…and Why I Haven’t Updated in a Few Days
An astute reader might recall the so-called “capacitor plague” from the earlier part of this decade. The general consensus holds that the plague of failing capacitors originated from corporate espionage and the theft of an electrolytic formula minus a critical component. Without the critical component–a stabilizer–charge and discharge cycles combined with their respective heating a cooling would eventually generate a build up of hydrogen gas, triggering a potentially catastrophic failure of the capacitor.
I recall reading about that in 2005, because it was then when the influx of failing boards that had integrated these capacitors from the years previous began to hit computer repair shops. I was working for TCI during my fall semester of that year, next door to MDC Computers, and I recall that for several months, they were tending to nearly a machine a week suffering from “bad caps.”
When I left to finish my studies, I thought that the faulty capacitor problem would be destined to become a distant memory. In December 2006, I built my existing workstation; it was reasonably inexpensive, and I’ve always had an interest in building and integrating the components of my own volition, but I never realized that a fairly critical component would fail about three years and three months later due to precisely the same reason that had kept the guys at MDC insanely busy for months.
It was Thursday evening, and I was working on a TurboGears project. As is typical of those evenings when I feel endowed with a sense of adventure enough to explore unfamiliar frameworks, I had a few dozen windows open, some music playing, several SSH sessions, and the likes. I recall that I was exploring some of TurboGear’s internals and was in the process of setting up a template to test a new idea.

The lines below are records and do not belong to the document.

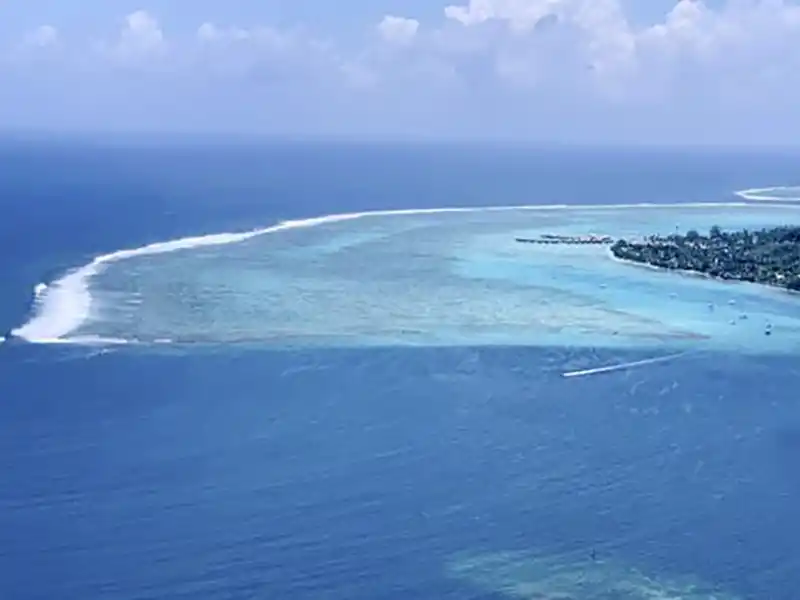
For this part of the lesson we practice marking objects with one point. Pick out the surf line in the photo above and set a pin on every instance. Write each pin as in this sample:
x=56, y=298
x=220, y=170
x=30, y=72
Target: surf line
x=624, y=366
x=63, y=306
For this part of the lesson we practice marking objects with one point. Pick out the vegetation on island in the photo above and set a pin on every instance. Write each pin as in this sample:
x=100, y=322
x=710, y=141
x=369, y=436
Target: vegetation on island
x=767, y=256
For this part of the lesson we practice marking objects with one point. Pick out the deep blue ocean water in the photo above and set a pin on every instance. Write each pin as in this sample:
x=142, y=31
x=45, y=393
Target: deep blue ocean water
x=239, y=472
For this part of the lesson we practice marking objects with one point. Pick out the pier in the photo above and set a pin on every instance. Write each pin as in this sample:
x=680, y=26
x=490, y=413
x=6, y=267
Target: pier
x=568, y=239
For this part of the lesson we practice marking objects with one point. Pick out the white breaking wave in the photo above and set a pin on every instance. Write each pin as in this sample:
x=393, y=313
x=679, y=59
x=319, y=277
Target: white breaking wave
x=778, y=193
x=63, y=306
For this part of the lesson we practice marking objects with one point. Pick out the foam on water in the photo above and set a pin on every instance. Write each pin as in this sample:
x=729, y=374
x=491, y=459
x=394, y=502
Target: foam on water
x=62, y=308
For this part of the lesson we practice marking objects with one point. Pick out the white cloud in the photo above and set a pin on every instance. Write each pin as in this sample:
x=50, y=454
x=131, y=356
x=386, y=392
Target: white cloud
x=45, y=36
x=140, y=39
x=585, y=54
x=398, y=30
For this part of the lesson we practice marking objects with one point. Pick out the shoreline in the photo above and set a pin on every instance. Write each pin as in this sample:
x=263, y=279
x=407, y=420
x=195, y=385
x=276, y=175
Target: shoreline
x=700, y=275
x=61, y=307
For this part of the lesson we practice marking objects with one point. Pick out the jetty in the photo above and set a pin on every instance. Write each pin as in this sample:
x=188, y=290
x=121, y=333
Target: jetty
x=567, y=239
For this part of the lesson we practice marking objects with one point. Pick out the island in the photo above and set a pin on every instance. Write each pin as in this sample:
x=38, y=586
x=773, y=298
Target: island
x=767, y=256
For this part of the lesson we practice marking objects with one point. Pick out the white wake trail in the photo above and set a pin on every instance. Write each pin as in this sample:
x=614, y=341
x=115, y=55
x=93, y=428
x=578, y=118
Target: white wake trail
x=624, y=366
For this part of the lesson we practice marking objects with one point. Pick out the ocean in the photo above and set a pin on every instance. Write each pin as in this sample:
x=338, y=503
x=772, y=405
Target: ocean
x=272, y=439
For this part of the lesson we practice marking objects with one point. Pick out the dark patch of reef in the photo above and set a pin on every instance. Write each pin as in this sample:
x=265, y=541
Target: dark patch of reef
x=567, y=239
x=767, y=256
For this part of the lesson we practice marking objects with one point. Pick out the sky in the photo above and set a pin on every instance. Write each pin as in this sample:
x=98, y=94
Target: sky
x=643, y=71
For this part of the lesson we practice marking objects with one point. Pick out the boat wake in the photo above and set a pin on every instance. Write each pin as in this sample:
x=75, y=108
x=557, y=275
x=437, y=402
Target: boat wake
x=624, y=366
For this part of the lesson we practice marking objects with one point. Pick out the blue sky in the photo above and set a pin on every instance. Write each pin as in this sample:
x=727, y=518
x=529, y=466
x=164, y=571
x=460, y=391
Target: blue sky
x=537, y=70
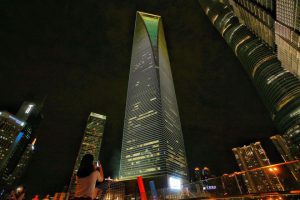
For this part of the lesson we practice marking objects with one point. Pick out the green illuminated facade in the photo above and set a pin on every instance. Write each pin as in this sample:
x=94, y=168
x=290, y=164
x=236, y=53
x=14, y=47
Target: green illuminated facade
x=152, y=137
x=278, y=88
x=258, y=15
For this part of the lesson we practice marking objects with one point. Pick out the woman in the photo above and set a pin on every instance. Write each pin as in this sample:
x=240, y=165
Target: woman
x=87, y=176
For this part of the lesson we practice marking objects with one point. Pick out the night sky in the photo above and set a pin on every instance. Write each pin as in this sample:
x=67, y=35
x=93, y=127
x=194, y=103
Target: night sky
x=78, y=54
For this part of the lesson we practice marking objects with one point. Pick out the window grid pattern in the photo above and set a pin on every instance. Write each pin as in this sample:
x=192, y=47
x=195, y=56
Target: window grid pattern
x=278, y=88
x=152, y=138
x=91, y=143
x=256, y=18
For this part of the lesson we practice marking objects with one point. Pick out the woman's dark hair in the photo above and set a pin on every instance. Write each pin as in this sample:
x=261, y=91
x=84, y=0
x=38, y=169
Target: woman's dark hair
x=86, y=166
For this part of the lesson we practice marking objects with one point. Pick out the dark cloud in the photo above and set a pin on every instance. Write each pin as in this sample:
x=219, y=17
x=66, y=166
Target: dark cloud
x=78, y=53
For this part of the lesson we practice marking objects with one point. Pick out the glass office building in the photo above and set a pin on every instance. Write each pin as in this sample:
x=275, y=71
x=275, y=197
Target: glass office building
x=17, y=132
x=258, y=15
x=278, y=88
x=24, y=161
x=152, y=143
x=283, y=148
x=91, y=144
x=251, y=157
x=287, y=34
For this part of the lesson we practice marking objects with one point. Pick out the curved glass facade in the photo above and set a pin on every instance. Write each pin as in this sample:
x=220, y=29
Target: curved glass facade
x=278, y=88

Then my monitor shut itself off.
Over the years, I’ve experienced a few unusual hardware failures, including faulty video cards, but save for a catastrophic event tied to CPU, motherboard, memory, or power supply failures, I’ve never experienced many that would freeze the entire operating system. Everything had frozen; no longer were my speakers playing in the background (I was listening to something in the trance genre) and neither would the machine respond to pings from the file server. It was dead.
Of course, when you’re working on a system that mysteriously freezes, your first inclination is to send a few curses about software problems flying away. I had been booted to Windows that day, and you might imagine that several of my foul words had been directed toward Redmond, Washington! Whatever it was, it was probably a driver fault, and I suspected at the time–ironically, in retrospect–that it was tied to the video card. NVIDIA’s drivers are reasonably stable, though their quality has degraded over time, and I’ve seldom encountered any extraordinary circumstances under which they’ve failed. My thoughts, then, shifted to my aging Sound Blaster Live!; two months prior, it began to exhibit a foul temper when loading games and often generated a blaring, throbbing tone in protest. Creative Labs certainly would never be a company one might accuse of writing outstanding drivers! (In their defense, they have gotten better over the years, but I’ve seen more than my fair share of “irq_not_less_than_or_equal_to” BSoDs implicating Creative’s sblive! driver.)
Nevertheless, a simple software problem can always be solved by popping the reset button, booting back to the operating system at fault, and examining logs for hints that might lead to the apprehension of the bug in question. Once Windows finished starting, I entered my password and waited. As the background appeared and the taskbar was loading, the black screen mysteriously appeared and the system hung.
I sat there for a moment perplexed that the same event which was originally responsible for forcing me into troubleshooting mode had returned to haunt me a second time. Worse, there was no evidence of a driver-related BSoD or other kernel-level OS fault (Windows started normally without so much as a prompt to enter safe mode). I knew what to do: Boot to Gentoo, examine the message log for potential clues that might indict a growing hardware problem, and then take a closer look at the Windows partitions for further evidence of possible kernel dumps.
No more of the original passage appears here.